When the government does something to punish people who say certain things or potentially get them in trouble by the government or when the government does something to prevent someone from saying certain things that’s a restriction on free speech.

The fact that people may criticize me if I say something stupid could have a ‘chilling effect’ on people who want to say stupid things. But that’s not a government restriction on free speech and so it’s not in a government abrogation of free speech.

Likewise, you can present your research to the government or the public without revealing the financial backers. Just don’t be expected to be taken seriously by either. Yes, this may have a ‘chilling effect’ in that it may prevent you from presenting any information. But no one is stopping you from presenting anything. Go ahead, present away. Just don’t be upset when you get ignored.
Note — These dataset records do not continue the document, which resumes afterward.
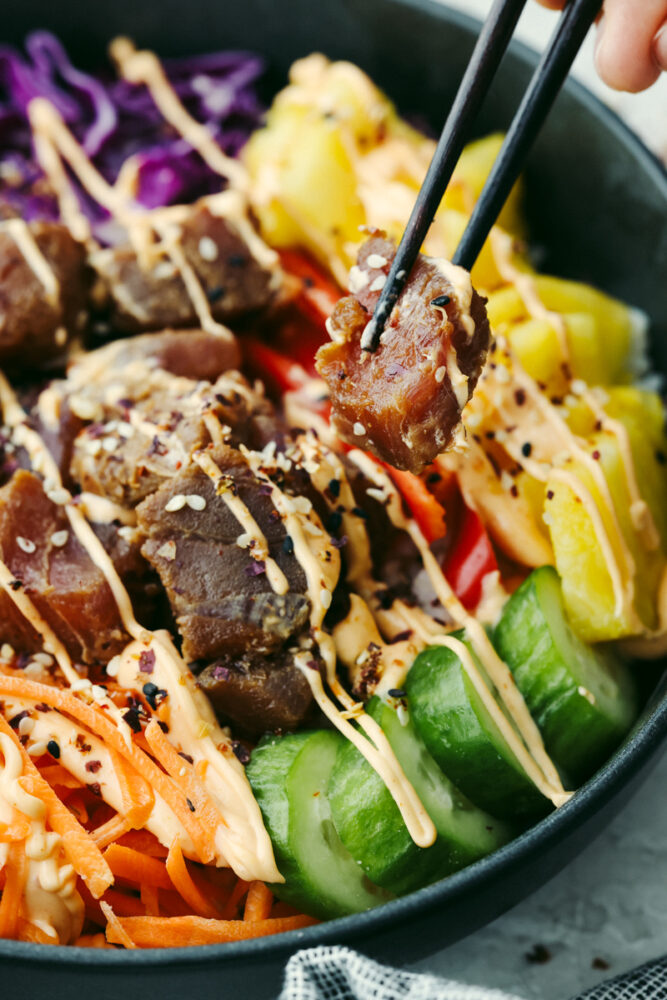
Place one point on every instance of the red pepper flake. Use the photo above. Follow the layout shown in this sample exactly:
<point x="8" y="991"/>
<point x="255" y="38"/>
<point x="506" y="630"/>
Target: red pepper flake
<point x="147" y="661"/>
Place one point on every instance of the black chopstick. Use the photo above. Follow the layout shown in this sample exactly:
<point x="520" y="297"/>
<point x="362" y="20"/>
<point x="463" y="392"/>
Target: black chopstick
<point x="489" y="49"/>
<point x="534" y="108"/>
<point x="545" y="83"/>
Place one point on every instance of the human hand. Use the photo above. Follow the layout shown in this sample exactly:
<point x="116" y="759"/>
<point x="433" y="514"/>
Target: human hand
<point x="631" y="48"/>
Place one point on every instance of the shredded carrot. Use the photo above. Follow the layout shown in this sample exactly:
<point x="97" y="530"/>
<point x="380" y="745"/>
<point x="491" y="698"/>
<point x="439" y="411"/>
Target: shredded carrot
<point x="128" y="864"/>
<point x="98" y="723"/>
<point x="172" y="932"/>
<point x="116" y="933"/>
<point x="30" y="932"/>
<point x="150" y="899"/>
<point x="12" y="894"/>
<point x="143" y="841"/>
<point x="258" y="902"/>
<point x="113" y="829"/>
<point x="81" y="851"/>
<point x="206" y="810"/>
<point x="138" y="798"/>
<point x="182" y="880"/>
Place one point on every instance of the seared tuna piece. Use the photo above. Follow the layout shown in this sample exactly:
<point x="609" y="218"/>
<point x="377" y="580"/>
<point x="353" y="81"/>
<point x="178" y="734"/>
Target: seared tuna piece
<point x="221" y="596"/>
<point x="237" y="272"/>
<point x="42" y="293"/>
<point x="257" y="693"/>
<point x="404" y="401"/>
<point x="55" y="571"/>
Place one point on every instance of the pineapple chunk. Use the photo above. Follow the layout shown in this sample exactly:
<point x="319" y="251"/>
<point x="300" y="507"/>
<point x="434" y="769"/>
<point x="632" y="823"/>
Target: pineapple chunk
<point x="579" y="556"/>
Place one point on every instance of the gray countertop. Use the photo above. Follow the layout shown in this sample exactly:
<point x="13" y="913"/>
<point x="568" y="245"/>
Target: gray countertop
<point x="608" y="907"/>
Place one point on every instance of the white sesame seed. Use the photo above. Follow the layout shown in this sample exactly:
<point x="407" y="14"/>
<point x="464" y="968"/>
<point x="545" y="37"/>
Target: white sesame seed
<point x="177" y="502"/>
<point x="26" y="725"/>
<point x="113" y="666"/>
<point x="208" y="248"/>
<point x="165" y="269"/>
<point x="58" y="495"/>
<point x="167" y="550"/>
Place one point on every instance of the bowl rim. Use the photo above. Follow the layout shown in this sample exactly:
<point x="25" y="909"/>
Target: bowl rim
<point x="629" y="760"/>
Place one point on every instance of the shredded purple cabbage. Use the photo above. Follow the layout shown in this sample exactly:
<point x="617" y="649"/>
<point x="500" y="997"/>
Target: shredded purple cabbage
<point x="113" y="119"/>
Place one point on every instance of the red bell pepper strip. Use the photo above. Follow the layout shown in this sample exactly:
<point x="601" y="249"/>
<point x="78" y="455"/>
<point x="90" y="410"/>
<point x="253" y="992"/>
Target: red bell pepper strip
<point x="470" y="559"/>
<point x="423" y="506"/>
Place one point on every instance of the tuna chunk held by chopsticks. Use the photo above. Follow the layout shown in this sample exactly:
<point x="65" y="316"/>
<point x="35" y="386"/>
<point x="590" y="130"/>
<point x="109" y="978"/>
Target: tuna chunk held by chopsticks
<point x="404" y="402"/>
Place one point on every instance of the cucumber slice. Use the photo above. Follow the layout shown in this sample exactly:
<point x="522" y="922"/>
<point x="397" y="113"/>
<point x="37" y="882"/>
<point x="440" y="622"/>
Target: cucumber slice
<point x="583" y="699"/>
<point x="370" y="824"/>
<point x="464" y="739"/>
<point x="289" y="776"/>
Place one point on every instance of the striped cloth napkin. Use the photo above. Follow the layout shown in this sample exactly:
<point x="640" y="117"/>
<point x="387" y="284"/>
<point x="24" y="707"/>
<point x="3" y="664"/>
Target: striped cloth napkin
<point x="335" y="973"/>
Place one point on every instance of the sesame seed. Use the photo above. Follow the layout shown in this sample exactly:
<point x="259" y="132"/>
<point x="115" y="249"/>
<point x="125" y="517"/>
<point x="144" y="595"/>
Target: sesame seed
<point x="58" y="495"/>
<point x="26" y="725"/>
<point x="177" y="502"/>
<point x="167" y="550"/>
<point x="208" y="248"/>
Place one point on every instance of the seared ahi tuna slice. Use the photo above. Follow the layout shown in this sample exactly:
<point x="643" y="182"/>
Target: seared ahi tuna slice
<point x="404" y="402"/>
<point x="145" y="421"/>
<point x="55" y="571"/>
<point x="221" y="597"/>
<point x="256" y="694"/>
<point x="42" y="293"/>
<point x="238" y="273"/>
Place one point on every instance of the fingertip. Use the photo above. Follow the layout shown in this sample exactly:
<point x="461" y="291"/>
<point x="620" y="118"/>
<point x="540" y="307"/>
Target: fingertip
<point x="625" y="70"/>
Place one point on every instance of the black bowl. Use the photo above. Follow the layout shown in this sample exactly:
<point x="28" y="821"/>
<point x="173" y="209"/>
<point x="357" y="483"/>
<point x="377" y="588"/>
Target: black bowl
<point x="597" y="208"/>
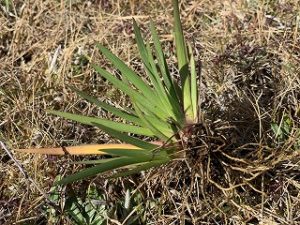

A good example of what constitutes an abrogation of free speech is when the government grants broadcasting and cableco monopolies. That does have a chilling effect. That’s the government restricting free speech based on the wishes of the monopoly privilege holders of these communication channels. Government established broadcasting monopolies are an abrogation of free speech and they are unconstitutional. They should be abolished.

Anonymous Coward says:

Re: Re: Re:

Here is another video that notes that industry sponsored research often turns out very different results than non-industry sponsored research.

http://www.youtube.com/watch?v=kn5slnNB8h0

(start about nine minutes into the video).

Knowing the backers of a study is important because many corporations have no morals. They too often receive no punishment for fabricating data and telling lies and so they are more than willing to be dishonest about how they conduct their studies and the results.